March 1st, 2012 at 2:13 PM ^

necessarily mean not getting a degree.  It's quite possible to pick up a couple of classes in the spring and/or summer terms.  I'm not minimizing the athletic commitment but if they receive the kind of academic support that helps them be focused and organized, I would think it could be done.

Also I've been impressed by the how many of the recruits are outstanding students.  RJS, as a Cass Tech grad, should be prepared and able to succeed at UM.

Entering early allows some to earn an extra semester of credits

Many professional athletes return to school in the off season.  Jawan Howard was the first NBA player to finish his degree after leaving early.  IIRC he finished at Maryland.  Dave Gallagher in the 70's attended UM Medical School in the off-season while playing for Buffalo, I believe.

I finished in 4 years (LSA with a teaching certificate = extra 20 hours).  I also remember how much more efficient I was after my Freshman year.  The athletes aren't the only ones who have to learn how to study!


March 1st, 2012 at 3:50 PM ^

and Ohio players have a goal of running him over.

He'll do well to handle them first, as great performances in big games will help propel him to achieving that long term goal.

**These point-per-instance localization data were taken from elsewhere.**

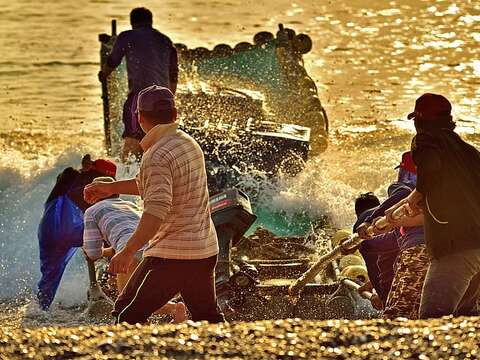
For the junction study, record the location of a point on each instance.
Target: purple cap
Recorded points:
(155, 99)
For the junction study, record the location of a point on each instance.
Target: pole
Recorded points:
(349, 243)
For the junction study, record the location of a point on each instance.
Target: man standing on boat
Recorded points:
(151, 60)
(182, 242)
(448, 175)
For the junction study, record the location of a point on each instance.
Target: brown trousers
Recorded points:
(157, 280)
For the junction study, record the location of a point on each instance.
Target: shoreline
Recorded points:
(289, 338)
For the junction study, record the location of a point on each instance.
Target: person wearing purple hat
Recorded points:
(151, 60)
(447, 192)
(182, 242)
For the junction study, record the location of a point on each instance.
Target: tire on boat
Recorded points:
(222, 50)
(339, 236)
(181, 47)
(242, 46)
(262, 37)
(290, 33)
(355, 273)
(350, 260)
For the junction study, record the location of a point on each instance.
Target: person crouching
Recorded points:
(112, 221)
(182, 242)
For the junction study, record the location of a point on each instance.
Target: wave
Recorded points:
(283, 203)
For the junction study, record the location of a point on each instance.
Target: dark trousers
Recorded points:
(452, 285)
(157, 280)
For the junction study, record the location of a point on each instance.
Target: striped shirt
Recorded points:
(109, 220)
(172, 181)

March 1st, 2012 at 4:44 PM ^

God bless him.  I hope it works out exactly that way for him.  I hope he works his ass off and uses all that talent to get himself where he wants to go, when he wants to go.

Ron Utah

March 1st, 2012 at 4:51 PM ^

It sounds to me like he's an 18-year-old with a dream.  And like I said in an earlier post, you're still a student when you're on the field.  The lessons he can learn on the field are just as valuable, if not more so, than what he'll learn in the classroom.

I think it's sad that our society puts so much value on the degree.  Don't get me wrong--I'm a college grad (who went to college on an academic scholarship) and think it's a good idea--but look at Zuckerberg, Gates, Allen, Jobs, President Truman, etc.  The chances of starting an ultra-successful business as an entrepreneur can't be much higher than a kid who leaves school early to get drafted.  How many kids declare early and don't get drafted?  I bet that number is VERY low.

A college degree does not mean you're educated.  It just means you got your degree.  If RJS can go pro after three years at Michigan, I wish him the best.  While he's at Michigan, I'm sure the staff will work with him to make sure he takes his classes seriously.

Think about this: would you feel the same way about a whiz-kid who had a great idea to start a business and didn't think he'd finish college?


March 1st, 2012 at 4:52 PM ^

Good to see the kid has set the bar high for himself. If he's succesful in his goal that can only mean good things for U of M, and with what's looking like another stellar recruiting class at LB (leading for three 4/5 stars, 2 @ OLB) and three other studs around him in the 12' class I'm sure we'll be fine.

Also coming out of Cass Tech school district good to see he's putting a priority on helping his family lead a better life - the best kind of motivation you can have!